В живописи существует понятие "абстракция". Очень многим это нравится, поскольку дает простор воображению. В ней можно представить одно, другое, третье. Когда я болен, то лежу и смотрю на обои. В их рисунке вдруг угадываю чье-то лицо. Появилась фотография, и живопись стала другой. Появились Сезанн, Дега – божественно. В этом я вижу необычайную красоту. Так же, когда слушаешь музыку Дебюсси, Равеля, что-то такое происходит, дающее возможность вообразить самые разные вещи.

Когда Бетховена спросили, что он пытался описать своей "Лунной сонатой", он очень разозлился, будучи человеком импульсивным. И ответил, что если бы хотел все это выразить словами, то не стал бы писать музыку. Музыка, таким образом, абстрактна изначально. Нет двух людей, которые одно и то же музыкальное произведение воспринимали бы одинаково. Нужны мелодические островки, напоминания, мелодические обороты. Когда музыка не имеет мелодии, она мертва. Колоссальное противоречие заключается в том, что она не должна быть фатально абстрактной, потому что  изначально абстрактна.

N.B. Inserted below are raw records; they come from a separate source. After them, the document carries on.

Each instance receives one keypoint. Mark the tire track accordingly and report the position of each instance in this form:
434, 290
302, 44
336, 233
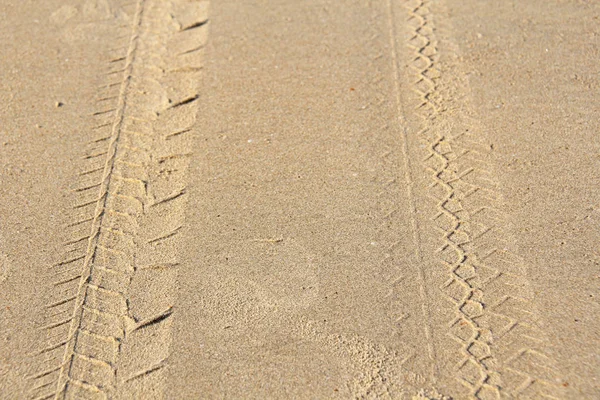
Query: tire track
109, 325
499, 343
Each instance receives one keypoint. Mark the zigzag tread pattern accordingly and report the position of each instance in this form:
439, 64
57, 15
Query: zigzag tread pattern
108, 326
495, 327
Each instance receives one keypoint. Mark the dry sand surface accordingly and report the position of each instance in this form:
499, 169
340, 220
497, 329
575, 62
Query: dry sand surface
333, 199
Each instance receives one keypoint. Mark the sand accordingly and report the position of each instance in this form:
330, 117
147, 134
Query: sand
378, 199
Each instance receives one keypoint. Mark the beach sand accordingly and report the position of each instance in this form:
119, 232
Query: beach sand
373, 199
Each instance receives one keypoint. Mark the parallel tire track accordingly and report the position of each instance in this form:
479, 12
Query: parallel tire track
109, 324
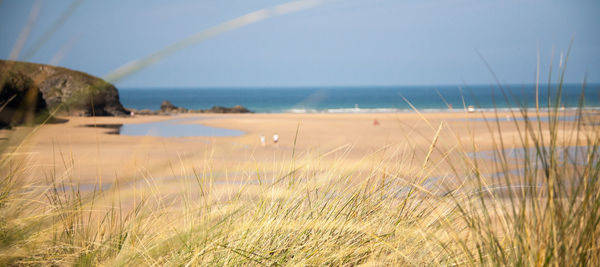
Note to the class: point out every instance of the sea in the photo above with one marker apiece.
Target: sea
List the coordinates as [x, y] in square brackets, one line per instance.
[367, 99]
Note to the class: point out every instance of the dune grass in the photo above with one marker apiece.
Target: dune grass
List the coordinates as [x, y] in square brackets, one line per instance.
[306, 213]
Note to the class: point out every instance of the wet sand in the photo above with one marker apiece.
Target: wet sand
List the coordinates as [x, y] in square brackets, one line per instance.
[87, 155]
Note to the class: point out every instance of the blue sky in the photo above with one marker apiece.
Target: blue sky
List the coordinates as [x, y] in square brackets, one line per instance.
[339, 43]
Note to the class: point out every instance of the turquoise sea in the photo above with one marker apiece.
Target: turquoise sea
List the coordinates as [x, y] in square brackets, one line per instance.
[362, 99]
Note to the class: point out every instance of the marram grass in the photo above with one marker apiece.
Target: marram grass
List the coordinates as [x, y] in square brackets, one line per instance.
[382, 214]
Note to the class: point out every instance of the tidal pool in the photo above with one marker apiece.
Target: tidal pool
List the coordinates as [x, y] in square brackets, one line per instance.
[168, 128]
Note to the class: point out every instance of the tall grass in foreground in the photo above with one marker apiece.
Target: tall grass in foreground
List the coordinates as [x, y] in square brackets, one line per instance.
[306, 213]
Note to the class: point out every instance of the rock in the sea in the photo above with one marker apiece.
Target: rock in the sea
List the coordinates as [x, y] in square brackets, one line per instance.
[63, 91]
[235, 109]
[168, 107]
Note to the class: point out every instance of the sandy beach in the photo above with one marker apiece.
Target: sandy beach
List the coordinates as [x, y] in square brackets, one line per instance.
[90, 155]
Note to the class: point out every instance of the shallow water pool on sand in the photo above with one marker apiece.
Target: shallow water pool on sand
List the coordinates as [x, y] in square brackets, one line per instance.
[169, 128]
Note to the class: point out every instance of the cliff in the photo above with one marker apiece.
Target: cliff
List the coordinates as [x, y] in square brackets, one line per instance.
[37, 87]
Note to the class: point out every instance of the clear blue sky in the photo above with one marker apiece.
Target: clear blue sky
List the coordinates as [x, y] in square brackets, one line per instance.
[351, 42]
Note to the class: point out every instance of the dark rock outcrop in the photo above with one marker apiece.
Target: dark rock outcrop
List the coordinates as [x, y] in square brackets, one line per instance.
[60, 90]
[166, 107]
[235, 109]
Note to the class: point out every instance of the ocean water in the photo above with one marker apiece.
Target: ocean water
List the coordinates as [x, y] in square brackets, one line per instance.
[361, 99]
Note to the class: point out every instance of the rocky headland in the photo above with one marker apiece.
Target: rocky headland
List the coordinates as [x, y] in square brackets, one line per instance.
[29, 90]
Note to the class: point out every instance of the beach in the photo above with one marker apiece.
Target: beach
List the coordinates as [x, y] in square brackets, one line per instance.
[91, 155]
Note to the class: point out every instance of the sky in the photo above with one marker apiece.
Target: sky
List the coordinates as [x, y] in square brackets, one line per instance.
[335, 43]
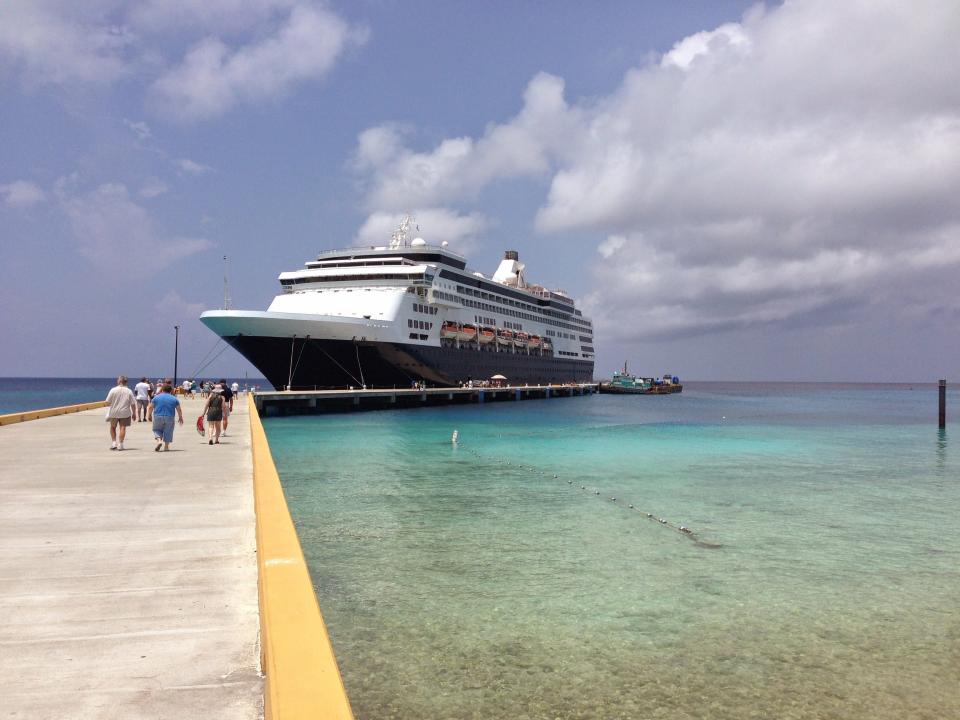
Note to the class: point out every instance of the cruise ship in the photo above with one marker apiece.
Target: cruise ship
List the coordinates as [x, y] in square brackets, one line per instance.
[407, 313]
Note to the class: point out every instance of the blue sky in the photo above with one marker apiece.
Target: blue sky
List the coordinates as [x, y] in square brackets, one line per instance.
[732, 190]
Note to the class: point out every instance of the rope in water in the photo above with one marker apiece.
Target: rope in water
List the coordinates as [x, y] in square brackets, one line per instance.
[630, 507]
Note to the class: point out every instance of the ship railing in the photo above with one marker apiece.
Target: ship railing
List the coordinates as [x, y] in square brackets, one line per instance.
[387, 248]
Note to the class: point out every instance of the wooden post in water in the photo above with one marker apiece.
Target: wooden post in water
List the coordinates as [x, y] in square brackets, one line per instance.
[943, 404]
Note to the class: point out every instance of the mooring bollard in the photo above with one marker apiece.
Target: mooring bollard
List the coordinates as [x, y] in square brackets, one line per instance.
[943, 404]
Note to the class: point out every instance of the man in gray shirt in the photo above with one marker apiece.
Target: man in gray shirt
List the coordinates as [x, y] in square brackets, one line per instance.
[122, 407]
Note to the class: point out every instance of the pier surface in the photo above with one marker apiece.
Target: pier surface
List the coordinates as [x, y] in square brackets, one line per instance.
[310, 401]
[128, 580]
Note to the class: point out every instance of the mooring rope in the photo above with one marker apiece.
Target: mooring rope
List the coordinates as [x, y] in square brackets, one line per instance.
[596, 492]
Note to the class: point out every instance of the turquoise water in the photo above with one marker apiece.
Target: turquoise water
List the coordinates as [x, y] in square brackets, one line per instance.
[469, 582]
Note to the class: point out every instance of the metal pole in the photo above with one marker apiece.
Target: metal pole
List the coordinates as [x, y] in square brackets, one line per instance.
[293, 342]
[176, 349]
[943, 404]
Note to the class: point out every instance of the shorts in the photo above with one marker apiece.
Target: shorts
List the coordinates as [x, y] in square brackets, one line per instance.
[163, 427]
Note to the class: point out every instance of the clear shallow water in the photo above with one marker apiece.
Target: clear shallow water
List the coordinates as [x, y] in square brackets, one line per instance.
[458, 586]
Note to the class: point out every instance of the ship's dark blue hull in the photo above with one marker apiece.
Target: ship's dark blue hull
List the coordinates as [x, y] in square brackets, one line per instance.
[309, 364]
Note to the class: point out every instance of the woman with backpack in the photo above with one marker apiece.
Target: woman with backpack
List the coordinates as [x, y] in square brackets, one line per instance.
[213, 409]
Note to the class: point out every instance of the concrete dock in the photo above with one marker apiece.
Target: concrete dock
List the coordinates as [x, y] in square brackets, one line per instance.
[128, 580]
[298, 402]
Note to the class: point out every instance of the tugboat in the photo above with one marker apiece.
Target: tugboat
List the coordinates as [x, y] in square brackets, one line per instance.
[623, 383]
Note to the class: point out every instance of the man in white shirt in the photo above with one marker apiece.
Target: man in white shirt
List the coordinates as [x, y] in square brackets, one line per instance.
[142, 392]
[122, 406]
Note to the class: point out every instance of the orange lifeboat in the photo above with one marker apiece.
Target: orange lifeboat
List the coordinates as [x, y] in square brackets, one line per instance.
[467, 332]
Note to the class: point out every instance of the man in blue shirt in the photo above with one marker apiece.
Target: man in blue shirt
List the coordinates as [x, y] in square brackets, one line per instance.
[161, 410]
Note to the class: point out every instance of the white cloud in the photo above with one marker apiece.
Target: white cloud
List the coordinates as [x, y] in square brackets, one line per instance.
[438, 226]
[609, 247]
[706, 45]
[191, 166]
[140, 129]
[214, 77]
[458, 168]
[798, 166]
[21, 193]
[61, 42]
[225, 17]
[112, 231]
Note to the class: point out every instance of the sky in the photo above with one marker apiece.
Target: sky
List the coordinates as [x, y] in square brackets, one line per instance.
[731, 190]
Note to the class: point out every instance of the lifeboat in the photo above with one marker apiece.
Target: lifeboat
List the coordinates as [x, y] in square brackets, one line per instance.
[467, 333]
[449, 330]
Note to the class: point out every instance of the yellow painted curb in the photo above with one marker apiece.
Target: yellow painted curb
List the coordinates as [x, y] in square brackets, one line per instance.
[302, 677]
[49, 412]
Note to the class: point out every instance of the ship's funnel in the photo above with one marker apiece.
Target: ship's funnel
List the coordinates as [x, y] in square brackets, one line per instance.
[511, 269]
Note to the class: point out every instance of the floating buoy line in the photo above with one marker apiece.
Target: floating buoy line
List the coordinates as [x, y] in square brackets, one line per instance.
[596, 492]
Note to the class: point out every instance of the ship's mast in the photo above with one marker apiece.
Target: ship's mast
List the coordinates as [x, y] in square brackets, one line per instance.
[226, 286]
[399, 236]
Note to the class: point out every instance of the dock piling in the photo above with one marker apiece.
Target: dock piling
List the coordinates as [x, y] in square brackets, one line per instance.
[943, 404]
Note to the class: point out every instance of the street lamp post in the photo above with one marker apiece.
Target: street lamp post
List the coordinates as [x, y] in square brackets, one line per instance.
[176, 348]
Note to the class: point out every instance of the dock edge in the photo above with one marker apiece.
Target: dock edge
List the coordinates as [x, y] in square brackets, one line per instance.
[302, 676]
[12, 418]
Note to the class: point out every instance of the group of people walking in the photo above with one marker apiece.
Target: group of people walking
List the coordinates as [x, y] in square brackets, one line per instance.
[158, 404]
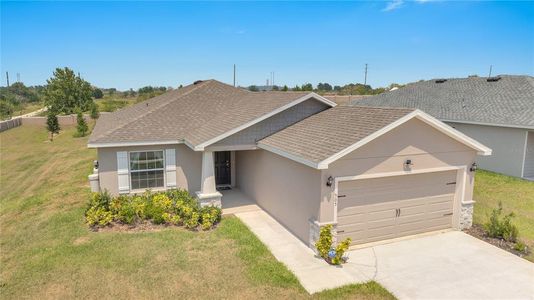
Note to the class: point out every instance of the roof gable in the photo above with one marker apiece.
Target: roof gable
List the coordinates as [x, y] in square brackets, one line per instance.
[332, 134]
[508, 101]
[197, 115]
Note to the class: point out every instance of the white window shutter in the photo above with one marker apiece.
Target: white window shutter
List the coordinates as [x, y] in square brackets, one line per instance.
[170, 168]
[122, 172]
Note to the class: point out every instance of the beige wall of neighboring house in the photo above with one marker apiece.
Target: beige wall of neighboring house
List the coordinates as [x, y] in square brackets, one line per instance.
[508, 145]
[529, 156]
[287, 190]
[188, 166]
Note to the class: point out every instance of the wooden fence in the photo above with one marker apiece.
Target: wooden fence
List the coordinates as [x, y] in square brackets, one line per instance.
[38, 121]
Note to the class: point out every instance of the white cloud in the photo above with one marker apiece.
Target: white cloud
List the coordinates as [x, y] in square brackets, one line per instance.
[392, 5]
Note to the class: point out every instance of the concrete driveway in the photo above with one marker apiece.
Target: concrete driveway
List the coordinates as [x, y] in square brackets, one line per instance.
[449, 265]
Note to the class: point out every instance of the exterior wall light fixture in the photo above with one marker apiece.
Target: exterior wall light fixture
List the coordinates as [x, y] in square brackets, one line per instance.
[329, 181]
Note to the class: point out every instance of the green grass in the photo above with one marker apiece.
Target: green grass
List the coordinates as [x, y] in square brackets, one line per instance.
[516, 195]
[48, 252]
[113, 103]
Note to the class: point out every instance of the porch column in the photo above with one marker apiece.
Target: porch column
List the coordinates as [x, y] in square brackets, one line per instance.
[208, 194]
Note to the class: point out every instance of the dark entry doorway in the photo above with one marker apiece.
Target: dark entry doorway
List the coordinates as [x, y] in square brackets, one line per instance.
[222, 168]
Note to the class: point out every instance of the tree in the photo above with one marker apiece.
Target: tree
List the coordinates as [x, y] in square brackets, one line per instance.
[97, 93]
[66, 92]
[81, 127]
[6, 109]
[52, 124]
[94, 111]
[324, 87]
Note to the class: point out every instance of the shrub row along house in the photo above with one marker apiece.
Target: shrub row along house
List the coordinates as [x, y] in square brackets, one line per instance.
[374, 173]
[497, 111]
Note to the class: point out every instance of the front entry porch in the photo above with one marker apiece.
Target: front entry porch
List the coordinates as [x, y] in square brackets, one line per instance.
[234, 201]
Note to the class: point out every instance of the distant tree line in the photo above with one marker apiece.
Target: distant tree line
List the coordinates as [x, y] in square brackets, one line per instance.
[17, 95]
[323, 88]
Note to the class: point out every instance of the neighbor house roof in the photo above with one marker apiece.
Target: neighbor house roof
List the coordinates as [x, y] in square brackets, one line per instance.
[508, 101]
[329, 135]
[198, 115]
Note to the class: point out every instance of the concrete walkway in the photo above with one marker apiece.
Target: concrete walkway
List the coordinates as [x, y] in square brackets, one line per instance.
[450, 265]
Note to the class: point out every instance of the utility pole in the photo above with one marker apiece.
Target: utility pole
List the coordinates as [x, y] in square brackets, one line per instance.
[365, 79]
[234, 75]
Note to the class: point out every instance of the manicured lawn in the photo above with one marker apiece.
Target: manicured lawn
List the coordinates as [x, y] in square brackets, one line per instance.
[516, 195]
[47, 251]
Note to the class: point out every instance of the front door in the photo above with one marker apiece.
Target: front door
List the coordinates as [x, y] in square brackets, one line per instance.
[222, 168]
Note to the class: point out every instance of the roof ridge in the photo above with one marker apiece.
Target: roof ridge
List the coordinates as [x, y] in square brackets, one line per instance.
[151, 110]
[381, 107]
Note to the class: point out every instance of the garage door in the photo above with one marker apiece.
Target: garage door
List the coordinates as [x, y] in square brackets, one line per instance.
[383, 208]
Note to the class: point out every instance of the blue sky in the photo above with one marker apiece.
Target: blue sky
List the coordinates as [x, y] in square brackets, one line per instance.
[133, 44]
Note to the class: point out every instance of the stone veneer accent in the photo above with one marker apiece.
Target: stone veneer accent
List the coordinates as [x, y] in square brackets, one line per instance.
[315, 230]
[466, 214]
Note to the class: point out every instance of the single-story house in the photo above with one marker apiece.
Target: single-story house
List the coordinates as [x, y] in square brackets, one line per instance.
[375, 173]
[497, 111]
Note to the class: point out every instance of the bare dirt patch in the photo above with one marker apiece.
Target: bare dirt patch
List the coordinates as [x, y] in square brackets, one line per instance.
[478, 231]
[81, 240]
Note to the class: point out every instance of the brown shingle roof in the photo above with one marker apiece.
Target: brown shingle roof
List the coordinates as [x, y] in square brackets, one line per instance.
[195, 113]
[322, 135]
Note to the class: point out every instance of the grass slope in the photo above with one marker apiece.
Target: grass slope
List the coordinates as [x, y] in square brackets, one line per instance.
[48, 252]
[516, 195]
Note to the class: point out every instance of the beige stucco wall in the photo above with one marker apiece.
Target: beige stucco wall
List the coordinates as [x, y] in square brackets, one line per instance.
[287, 190]
[508, 145]
[425, 146]
[188, 166]
[529, 156]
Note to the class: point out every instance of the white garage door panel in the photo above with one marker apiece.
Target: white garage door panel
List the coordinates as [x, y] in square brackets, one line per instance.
[367, 209]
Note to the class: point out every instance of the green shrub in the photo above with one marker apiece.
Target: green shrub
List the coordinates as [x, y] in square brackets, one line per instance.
[520, 246]
[324, 243]
[162, 201]
[100, 200]
[500, 226]
[341, 248]
[131, 210]
[98, 216]
[192, 221]
[324, 246]
[175, 207]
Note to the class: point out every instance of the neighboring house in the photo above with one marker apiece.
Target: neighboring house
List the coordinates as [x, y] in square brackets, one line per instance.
[497, 111]
[376, 173]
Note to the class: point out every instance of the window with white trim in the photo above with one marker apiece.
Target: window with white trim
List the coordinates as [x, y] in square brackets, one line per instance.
[147, 169]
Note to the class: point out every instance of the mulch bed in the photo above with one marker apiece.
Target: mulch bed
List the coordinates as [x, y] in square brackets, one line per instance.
[139, 227]
[479, 232]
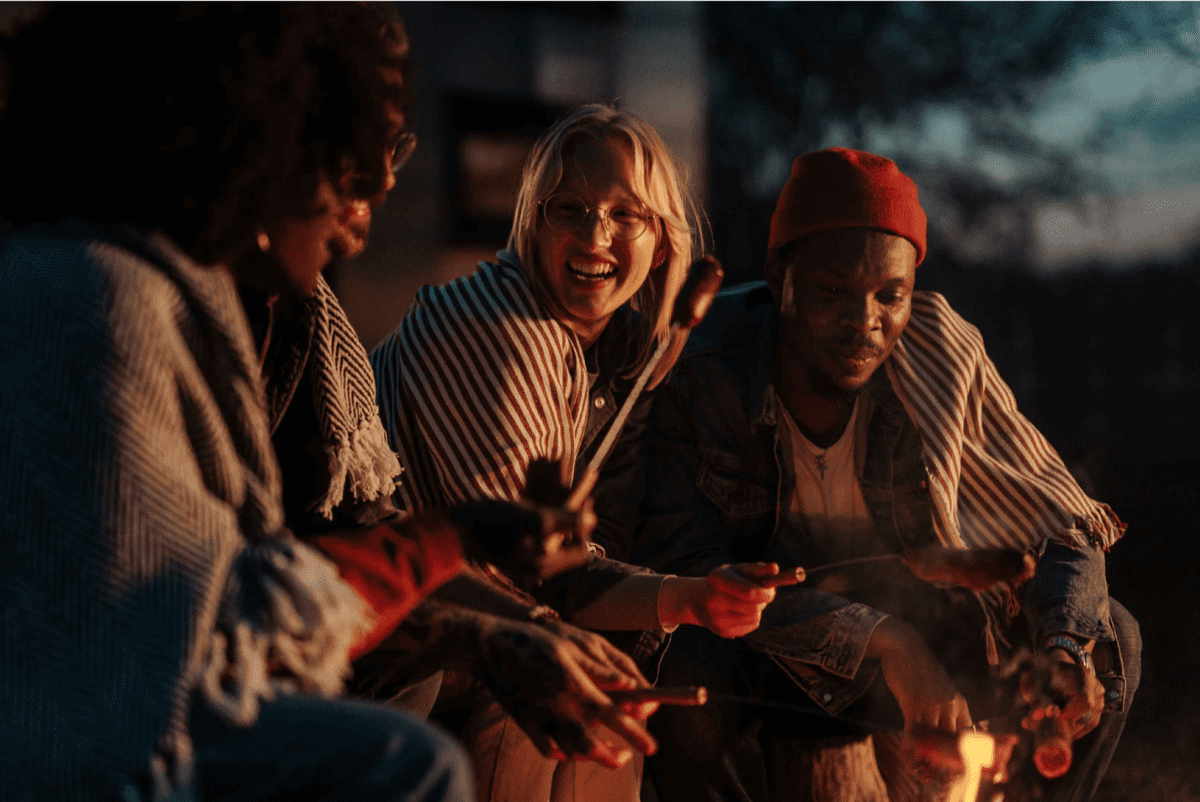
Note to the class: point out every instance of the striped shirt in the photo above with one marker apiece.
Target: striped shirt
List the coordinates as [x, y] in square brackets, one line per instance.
[478, 381]
[994, 478]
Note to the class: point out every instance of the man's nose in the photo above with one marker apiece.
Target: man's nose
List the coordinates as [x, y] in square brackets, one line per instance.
[861, 313]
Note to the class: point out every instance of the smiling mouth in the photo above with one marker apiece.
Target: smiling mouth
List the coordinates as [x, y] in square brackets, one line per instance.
[592, 271]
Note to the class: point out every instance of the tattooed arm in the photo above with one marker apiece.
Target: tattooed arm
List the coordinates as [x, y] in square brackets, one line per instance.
[551, 684]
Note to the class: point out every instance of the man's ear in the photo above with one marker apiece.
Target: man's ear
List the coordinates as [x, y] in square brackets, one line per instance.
[660, 251]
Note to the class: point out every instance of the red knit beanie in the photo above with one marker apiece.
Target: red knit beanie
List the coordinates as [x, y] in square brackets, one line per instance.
[847, 189]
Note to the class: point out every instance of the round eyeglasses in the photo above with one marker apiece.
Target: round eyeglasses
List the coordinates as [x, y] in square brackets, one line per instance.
[623, 221]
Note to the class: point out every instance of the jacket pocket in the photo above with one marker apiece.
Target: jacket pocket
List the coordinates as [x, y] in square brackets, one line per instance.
[735, 492]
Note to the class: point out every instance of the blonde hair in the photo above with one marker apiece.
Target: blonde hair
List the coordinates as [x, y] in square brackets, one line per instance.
[657, 183]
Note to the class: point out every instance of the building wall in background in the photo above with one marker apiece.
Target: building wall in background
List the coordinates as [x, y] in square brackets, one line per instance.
[648, 58]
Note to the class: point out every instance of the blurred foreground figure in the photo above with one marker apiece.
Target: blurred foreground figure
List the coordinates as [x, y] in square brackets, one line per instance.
[162, 633]
[835, 414]
[525, 364]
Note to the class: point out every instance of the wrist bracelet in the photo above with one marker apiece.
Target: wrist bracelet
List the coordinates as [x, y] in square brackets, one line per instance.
[1072, 647]
[543, 614]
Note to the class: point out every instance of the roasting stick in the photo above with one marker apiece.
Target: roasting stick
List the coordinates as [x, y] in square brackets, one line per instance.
[690, 307]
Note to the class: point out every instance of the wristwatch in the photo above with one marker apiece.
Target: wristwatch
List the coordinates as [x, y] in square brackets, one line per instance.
[1069, 645]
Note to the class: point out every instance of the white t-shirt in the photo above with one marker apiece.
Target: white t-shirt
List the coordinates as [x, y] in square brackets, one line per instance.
[826, 501]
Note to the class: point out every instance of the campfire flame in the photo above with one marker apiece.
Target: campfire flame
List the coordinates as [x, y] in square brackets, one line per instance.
[978, 752]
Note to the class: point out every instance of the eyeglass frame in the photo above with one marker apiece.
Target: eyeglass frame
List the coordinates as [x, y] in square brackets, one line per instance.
[603, 214]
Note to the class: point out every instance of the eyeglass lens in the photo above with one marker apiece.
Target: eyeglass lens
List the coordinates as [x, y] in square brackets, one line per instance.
[569, 214]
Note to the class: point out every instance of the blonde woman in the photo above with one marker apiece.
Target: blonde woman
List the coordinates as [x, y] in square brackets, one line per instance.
[531, 358]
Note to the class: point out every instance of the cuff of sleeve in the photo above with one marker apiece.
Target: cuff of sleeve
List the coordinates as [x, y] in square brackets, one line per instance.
[633, 603]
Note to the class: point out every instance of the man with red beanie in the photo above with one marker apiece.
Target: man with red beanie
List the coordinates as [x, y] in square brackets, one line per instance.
[838, 419]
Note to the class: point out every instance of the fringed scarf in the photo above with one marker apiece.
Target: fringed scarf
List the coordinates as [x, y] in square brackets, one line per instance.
[144, 551]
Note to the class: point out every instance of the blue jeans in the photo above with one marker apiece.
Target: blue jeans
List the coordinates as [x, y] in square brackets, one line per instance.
[307, 748]
[723, 752]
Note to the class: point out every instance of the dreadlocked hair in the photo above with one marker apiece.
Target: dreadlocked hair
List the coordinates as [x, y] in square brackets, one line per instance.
[199, 120]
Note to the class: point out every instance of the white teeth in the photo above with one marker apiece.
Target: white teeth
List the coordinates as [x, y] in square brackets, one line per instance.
[592, 270]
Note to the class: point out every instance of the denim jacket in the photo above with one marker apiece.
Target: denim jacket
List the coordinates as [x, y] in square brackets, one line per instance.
[715, 488]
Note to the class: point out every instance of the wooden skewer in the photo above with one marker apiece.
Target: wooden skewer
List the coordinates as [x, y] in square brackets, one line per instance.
[689, 310]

Почаще слушайте современную музыку, и все поймете, увидите, что она зашла в тупик. Музыка создана для того, чтобы идти через сердце. Знаете, где находится этот аппарат? А уж через него она приходит в голову, а не наоборот. Должна захватить человека эмоционально. Если композитор пишет понятно, ясно, а в основе его сочинений лежит царица музыки – мелодия, музыка будет жить. Если нет этого, она становится мертвой. Недавно один мой друг жутко меня огорчил. Его музыка оказалась холодной и бессмысленной, крутилась, как автомат, мелодия отсутствовала. А это знаменитый композитор. Трудные времена. На рояль уже не смотрят как на рояль, а бьют по нему кулаками. Мы въехали в страшный тупик.

– Сами вы избрали затворничество. Так удобнее жить?

– Я не требую, чтобы вокруг ходили на цыпочках, когда пишу музыку. Да тут и ходить некому, кроме жены и собаки. Когда приезжают друзья, то я никогда не работаю. Как говорил Булат Окуджава, каждый пишет, как он дышит. Трудно сказать, когда и в какой именно момент я пишу.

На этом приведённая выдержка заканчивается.